St. Anne Lamott

When I discovered Glennon Melton and her Momastery, she spoke of Anne Lamott referring to her as St. Anne. I thought, at the time, that it was a bit far fetched but was intrigued so I picked up Bird by Bird. As I was not set on becoming a writer, the book did not do much for a potential future career but I really liked her honesty and humor. So I went on and picked up Operating Instructions – and I was hooked. I had read so many “mothering” books, none of them so raw, true, touching me to my very core. And I had been a mother for a while when I read it.  There was no advice in it about the food we should feed our kids, how many hours they should sleep or how important breastfeeding is.  This was a book that soothed my soul and helped me feel like I was ok as a first time, out of my mind young mother.

I spent one night with Anne, breathing in Some Assembly Required, listening to her talk about the birth and story of her grandson and I let St. Anne teach me the most honest and efficient prayers of my life: Help! Thanks! Wow!

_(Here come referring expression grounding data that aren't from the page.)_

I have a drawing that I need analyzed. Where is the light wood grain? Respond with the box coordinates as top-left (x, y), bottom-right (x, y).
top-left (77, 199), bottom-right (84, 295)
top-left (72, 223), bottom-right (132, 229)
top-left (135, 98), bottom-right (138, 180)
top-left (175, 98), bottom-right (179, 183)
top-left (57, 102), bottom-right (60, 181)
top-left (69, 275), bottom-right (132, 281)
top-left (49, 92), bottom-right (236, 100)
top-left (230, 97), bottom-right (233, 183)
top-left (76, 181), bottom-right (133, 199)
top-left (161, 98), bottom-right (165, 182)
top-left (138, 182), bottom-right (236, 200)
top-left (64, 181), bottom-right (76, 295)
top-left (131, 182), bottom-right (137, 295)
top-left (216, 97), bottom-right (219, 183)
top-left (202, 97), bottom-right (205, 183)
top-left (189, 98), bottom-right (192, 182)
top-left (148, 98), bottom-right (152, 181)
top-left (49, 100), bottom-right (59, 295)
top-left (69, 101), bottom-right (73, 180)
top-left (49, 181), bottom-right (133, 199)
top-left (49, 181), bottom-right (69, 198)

I listen to Anne talk to Oprah or Anne Patchet and her voice and calm and certainty about things even she confesses to not feel that certain about are a balm to my heart. I could go to sleep listening to St. Anne but, even more importantly, she makes me feel loved and ok, just the way that I am.

I picked up her latest book, Almost Everything, and … I keep trying to find the words to describe it. It’s something between a raw, contemporary psalm and a good friend offering me a cup of tea and stroking my hair. The chapter called “Jah” is the most honest, closest to my heart and hallelujah invoking description of God. Here is an excerpt:

“The God with who, you are having problems, or whom you hate or ridicule, is not the God we are talking about.   When we talk about goodness, an animating intelligence in the universe and in our hearts or a pervasive positive unity and presence, we are not talking about a bearded guy in the sky, Parvati or a Jewish Palestinian baby.  We are talking about a higher power, that might be called Not Me, a kindness, a patience, a hope, which is everywhere, even in our annoying, self-centered, fraudulent selves. 

The lower powers – greed, hatred, addiction, ignorance – are easy to connect with and describe, but a higher power can’t be easily defined.  It cannot be controlled, manipulated or appropriated.   It opens us and heals us and brings us together and turns hearts of stone into human hearts.  Anytime you are experiencing love, you are experiencing the God we are talking about.  But as novelist David James Duncan says, ‘God’ is the ‘worst nickname ever.’

So what is a good nickname for a positive force greater than ourselves, bigger than we can imagine, way bigger than we are comfortable with, better than we can hope for, deeper than where we can fall, beyond mind and awe, where we can still also believe in geology, evolution, astronomy?

The best name ever is Gitchi Manitou, which means ‘Great Spirit’ in several Native American languages. ‘Jah’ is beautiful because reggae is percussive with hope.

Over the decades, I’ve suggested many names –  Ed, Bubbe, Little Tree. I’ve already shared most of my God thoughts, as there are only a few: Not Me, Look up. Be kind.”